Dead Poets Society

By Vandana Singh

Dead Poets Society (1989) was written by Tom Schulman and directed by Peter Weir. Staring Robin Williams, Ethan Hawke, Robert Sean Leonard, Josh Charles, Dylan Kussman, Allelon Ruggiero, James Waterston and Gale Hansen. Running time: 128 minutes.

There are some films that, if you watch them for the first time, have the capacity to inspire and stir some memories of your past experience: Dead Poets Society is one such film. It is uncynical, idealistic and vulnerable, even though the film wasn’t well received amongst the film critics, however it received audience appreciation. It has been voted the greatest school film and it is often recognised by viewers as one of the most inspirational films of all time.

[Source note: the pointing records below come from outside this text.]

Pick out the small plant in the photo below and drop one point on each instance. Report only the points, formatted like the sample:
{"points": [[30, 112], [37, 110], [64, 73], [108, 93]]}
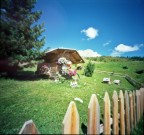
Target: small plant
{"points": [[139, 71], [125, 67], [89, 70]]}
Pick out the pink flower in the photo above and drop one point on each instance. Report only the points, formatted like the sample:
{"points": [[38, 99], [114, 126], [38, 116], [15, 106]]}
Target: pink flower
{"points": [[72, 72]]}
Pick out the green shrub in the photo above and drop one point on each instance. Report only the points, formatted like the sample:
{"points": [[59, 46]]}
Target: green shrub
{"points": [[89, 69]]}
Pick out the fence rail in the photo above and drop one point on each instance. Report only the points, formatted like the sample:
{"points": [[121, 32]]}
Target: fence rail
{"points": [[127, 109]]}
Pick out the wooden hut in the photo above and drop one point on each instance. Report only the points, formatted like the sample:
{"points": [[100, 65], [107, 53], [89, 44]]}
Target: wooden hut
{"points": [[51, 61]]}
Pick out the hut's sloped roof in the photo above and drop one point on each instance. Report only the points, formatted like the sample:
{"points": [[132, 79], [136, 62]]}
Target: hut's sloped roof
{"points": [[70, 54]]}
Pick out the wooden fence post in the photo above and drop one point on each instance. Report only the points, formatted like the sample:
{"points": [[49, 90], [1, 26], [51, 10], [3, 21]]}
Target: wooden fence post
{"points": [[107, 127], [29, 128], [115, 113], [141, 101], [127, 113], [137, 106], [71, 120], [93, 116], [131, 111], [122, 120], [134, 108]]}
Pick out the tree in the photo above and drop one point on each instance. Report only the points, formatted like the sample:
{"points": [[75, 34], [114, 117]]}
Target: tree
{"points": [[20, 37], [89, 69]]}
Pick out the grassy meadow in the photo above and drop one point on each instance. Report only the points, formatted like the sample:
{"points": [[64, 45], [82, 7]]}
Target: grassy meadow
{"points": [[45, 101]]}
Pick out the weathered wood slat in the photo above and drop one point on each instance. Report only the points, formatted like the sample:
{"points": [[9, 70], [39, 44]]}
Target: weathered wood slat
{"points": [[115, 113], [71, 120], [134, 108], [137, 106], [93, 116], [141, 100], [127, 113], [122, 119], [131, 111], [29, 128], [107, 128]]}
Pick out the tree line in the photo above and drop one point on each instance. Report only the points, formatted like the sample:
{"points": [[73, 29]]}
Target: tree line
{"points": [[20, 34]]}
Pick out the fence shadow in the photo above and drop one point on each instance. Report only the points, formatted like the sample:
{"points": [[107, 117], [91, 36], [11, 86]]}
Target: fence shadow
{"points": [[23, 76]]}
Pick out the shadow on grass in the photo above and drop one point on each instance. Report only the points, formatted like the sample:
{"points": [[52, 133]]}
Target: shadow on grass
{"points": [[24, 76]]}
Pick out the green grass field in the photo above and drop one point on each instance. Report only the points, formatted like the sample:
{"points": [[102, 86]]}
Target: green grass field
{"points": [[46, 102]]}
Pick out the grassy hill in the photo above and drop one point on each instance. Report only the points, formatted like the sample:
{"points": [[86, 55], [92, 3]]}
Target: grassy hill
{"points": [[45, 101]]}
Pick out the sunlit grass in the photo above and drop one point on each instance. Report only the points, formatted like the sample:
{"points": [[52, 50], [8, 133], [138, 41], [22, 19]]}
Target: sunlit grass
{"points": [[46, 102]]}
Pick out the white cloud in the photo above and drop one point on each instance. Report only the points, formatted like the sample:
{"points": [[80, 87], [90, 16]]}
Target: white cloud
{"points": [[91, 33], [107, 43], [121, 48], [125, 48], [115, 53], [88, 53]]}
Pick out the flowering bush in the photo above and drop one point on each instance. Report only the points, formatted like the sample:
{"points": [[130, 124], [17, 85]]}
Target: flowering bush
{"points": [[62, 60], [44, 69], [72, 72]]}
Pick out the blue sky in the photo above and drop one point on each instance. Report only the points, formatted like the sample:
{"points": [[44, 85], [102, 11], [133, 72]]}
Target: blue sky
{"points": [[94, 27]]}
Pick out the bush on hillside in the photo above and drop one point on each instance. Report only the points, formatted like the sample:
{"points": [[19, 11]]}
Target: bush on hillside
{"points": [[125, 67], [89, 70], [139, 71]]}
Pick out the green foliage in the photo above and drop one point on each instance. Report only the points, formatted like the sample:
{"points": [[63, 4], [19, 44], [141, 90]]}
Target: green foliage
{"points": [[139, 130], [89, 69], [45, 101], [125, 67], [115, 59], [20, 35]]}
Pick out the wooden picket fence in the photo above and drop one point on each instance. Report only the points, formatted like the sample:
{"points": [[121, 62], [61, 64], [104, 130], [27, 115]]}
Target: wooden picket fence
{"points": [[127, 109]]}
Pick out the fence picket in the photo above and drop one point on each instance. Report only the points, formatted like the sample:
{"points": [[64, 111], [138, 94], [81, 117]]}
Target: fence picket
{"points": [[93, 116], [134, 107], [71, 120], [131, 108], [122, 120], [107, 128], [141, 101], [131, 111], [115, 113], [127, 113], [137, 106], [29, 128]]}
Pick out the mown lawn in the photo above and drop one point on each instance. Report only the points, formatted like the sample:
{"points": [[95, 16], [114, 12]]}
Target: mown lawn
{"points": [[46, 102]]}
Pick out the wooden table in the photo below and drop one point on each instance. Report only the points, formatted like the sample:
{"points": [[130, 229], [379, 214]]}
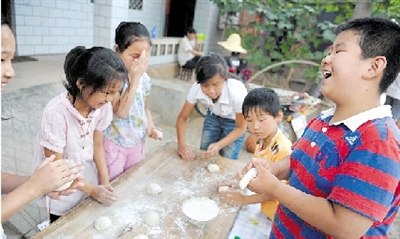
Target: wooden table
{"points": [[179, 180]]}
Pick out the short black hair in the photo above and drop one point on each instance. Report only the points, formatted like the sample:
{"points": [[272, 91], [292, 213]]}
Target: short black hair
{"points": [[378, 37], [262, 99], [190, 30], [96, 67]]}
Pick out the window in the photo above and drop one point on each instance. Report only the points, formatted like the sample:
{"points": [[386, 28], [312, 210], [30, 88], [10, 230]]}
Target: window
{"points": [[136, 4]]}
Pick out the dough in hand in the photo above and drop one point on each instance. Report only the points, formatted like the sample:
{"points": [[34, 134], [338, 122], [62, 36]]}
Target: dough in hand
{"points": [[223, 189], [65, 186], [252, 173], [212, 168], [102, 223], [140, 236], [159, 133], [154, 188], [151, 219]]}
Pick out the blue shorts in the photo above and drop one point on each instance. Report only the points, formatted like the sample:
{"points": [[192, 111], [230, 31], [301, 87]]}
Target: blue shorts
{"points": [[395, 103], [214, 129]]}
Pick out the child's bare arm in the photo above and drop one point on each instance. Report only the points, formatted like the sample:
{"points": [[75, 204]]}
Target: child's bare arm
{"points": [[100, 158], [328, 217]]}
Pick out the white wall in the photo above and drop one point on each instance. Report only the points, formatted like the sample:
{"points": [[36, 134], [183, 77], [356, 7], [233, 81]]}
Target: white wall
{"points": [[205, 21], [52, 26]]}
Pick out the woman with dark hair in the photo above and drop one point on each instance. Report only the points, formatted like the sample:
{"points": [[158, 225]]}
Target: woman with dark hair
{"points": [[224, 124]]}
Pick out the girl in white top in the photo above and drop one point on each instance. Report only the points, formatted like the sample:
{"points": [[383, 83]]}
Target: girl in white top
{"points": [[224, 124], [73, 122]]}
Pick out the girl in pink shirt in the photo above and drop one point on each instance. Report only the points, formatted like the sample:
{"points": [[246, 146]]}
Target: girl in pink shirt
{"points": [[73, 122]]}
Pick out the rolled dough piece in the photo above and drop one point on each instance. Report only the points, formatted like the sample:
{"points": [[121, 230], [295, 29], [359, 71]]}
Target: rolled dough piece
{"points": [[140, 236], [159, 133], [223, 189], [154, 188], [65, 186], [252, 173], [213, 168], [151, 219], [102, 223]]}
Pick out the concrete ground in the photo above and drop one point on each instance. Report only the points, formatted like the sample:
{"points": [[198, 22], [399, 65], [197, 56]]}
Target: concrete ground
{"points": [[22, 102]]}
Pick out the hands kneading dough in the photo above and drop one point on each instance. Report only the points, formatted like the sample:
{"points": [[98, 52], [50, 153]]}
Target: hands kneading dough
{"points": [[252, 173]]}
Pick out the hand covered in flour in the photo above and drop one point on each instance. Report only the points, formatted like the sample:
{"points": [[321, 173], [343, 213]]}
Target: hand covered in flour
{"points": [[77, 184], [104, 194], [51, 174], [139, 66], [212, 150], [155, 133], [186, 153], [265, 182]]}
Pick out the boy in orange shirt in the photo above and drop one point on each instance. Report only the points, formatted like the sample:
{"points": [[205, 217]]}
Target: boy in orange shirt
{"points": [[262, 111]]}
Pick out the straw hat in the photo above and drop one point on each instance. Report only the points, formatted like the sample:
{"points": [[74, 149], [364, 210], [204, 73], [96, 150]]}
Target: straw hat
{"points": [[233, 43]]}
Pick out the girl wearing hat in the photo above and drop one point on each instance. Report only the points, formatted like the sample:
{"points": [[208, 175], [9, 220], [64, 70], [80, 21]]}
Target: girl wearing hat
{"points": [[236, 65], [224, 123]]}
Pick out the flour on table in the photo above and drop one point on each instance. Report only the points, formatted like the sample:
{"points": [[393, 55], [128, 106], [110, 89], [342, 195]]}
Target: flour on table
{"points": [[154, 188], [152, 219], [212, 168], [102, 223], [140, 236], [224, 189], [65, 186]]}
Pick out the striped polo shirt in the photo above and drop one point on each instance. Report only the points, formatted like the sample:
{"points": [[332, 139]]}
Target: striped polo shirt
{"points": [[354, 163]]}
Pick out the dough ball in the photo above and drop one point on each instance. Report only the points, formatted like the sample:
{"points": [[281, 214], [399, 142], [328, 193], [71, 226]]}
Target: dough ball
{"points": [[102, 223], [159, 133], [213, 168], [140, 236], [154, 188], [252, 173], [151, 219], [65, 186], [223, 189]]}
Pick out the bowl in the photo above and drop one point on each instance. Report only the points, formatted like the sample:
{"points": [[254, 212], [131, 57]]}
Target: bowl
{"points": [[200, 210]]}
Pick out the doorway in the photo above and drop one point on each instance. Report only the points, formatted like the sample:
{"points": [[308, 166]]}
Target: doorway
{"points": [[179, 16]]}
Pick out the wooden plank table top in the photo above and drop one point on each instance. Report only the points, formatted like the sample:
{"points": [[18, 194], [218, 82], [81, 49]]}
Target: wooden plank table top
{"points": [[179, 179]]}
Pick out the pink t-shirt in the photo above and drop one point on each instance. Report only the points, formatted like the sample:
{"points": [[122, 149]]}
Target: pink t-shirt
{"points": [[64, 130]]}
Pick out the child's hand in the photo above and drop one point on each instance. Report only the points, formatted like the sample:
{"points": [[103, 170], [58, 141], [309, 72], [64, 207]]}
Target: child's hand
{"points": [[212, 150], [52, 174], [139, 66], [76, 185], [265, 182], [232, 197], [104, 194], [154, 133], [186, 153]]}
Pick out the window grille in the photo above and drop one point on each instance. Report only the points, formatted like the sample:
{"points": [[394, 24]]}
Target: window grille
{"points": [[136, 4]]}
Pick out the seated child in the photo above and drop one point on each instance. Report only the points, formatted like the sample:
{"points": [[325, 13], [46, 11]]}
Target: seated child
{"points": [[262, 112]]}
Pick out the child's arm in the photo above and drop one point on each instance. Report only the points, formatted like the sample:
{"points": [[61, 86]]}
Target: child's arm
{"points": [[236, 198], [123, 104], [214, 148], [99, 158], [103, 194], [319, 212], [184, 151]]}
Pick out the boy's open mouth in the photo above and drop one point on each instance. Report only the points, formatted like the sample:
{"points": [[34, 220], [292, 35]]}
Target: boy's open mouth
{"points": [[326, 74]]}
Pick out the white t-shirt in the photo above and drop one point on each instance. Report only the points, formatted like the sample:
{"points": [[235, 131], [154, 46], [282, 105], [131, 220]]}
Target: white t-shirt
{"points": [[394, 89], [184, 54], [229, 103]]}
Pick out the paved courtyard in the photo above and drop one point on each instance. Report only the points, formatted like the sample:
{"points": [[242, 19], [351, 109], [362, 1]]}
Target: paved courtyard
{"points": [[21, 105]]}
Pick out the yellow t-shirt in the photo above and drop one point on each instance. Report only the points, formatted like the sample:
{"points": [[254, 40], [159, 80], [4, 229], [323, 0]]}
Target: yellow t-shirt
{"points": [[279, 148]]}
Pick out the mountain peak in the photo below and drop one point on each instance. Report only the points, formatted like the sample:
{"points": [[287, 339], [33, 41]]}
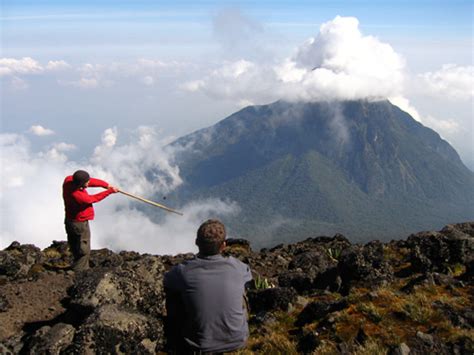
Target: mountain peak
{"points": [[329, 165]]}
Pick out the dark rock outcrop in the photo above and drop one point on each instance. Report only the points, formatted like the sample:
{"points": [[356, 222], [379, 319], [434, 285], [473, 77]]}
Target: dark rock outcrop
{"points": [[118, 305]]}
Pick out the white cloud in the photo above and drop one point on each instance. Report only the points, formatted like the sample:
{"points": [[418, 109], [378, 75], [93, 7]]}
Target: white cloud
{"points": [[451, 81], [18, 84], [39, 130], [339, 63], [148, 80], [122, 223], [26, 65], [56, 65]]}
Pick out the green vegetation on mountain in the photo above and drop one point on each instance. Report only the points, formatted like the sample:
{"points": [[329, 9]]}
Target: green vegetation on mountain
{"points": [[366, 169]]}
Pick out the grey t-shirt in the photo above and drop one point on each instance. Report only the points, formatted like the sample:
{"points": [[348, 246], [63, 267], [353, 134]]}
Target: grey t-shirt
{"points": [[212, 291]]}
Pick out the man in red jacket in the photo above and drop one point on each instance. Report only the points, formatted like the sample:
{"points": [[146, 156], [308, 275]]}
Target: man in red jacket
{"points": [[79, 211]]}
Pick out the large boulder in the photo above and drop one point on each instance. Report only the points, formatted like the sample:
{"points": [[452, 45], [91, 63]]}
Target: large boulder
{"points": [[437, 251], [112, 329], [17, 260], [364, 265]]}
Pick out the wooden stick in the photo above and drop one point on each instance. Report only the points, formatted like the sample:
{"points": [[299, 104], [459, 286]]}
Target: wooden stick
{"points": [[150, 202]]}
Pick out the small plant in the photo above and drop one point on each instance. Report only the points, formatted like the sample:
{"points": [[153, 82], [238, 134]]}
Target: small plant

In this film, the late Robin Williams plays one of the big screen’s most influential schoolmasters.
John Keating (Williams) is an unconventional educator who tears chapters of his textbooks and asks his students to stand on their desks to see the world from a new perspective and uses the power of literature to open his students minds. Based off of a teacher who had taught Oscar-winning screenwriter Tom Schulman. It is set in Vermont in 1959 in Welton Academy, an elite private boys school. And the way Keating introduces his students to poetry, and his free thinking attitude have a profound effect on his students,
especially Todd (Ethan Hawke), who would like to be a writer; Neil (Robert Sean Leonard), who dreams of being an actor, despite the objections of his father; Knox (Josh Charles), a hopeless romantic; Steven (Allelon Ruggiero), an intellectual who learns to use his heart as well as his head; Charlie (Gale Hansen), who begins to lose his blasé attitude; unconventional Gerard (James Waterston); and practical Richard (Dylan Kussman). Later from Keating’s first few lessons, Neil and other students are inspired to create the “Dead Poets Society”.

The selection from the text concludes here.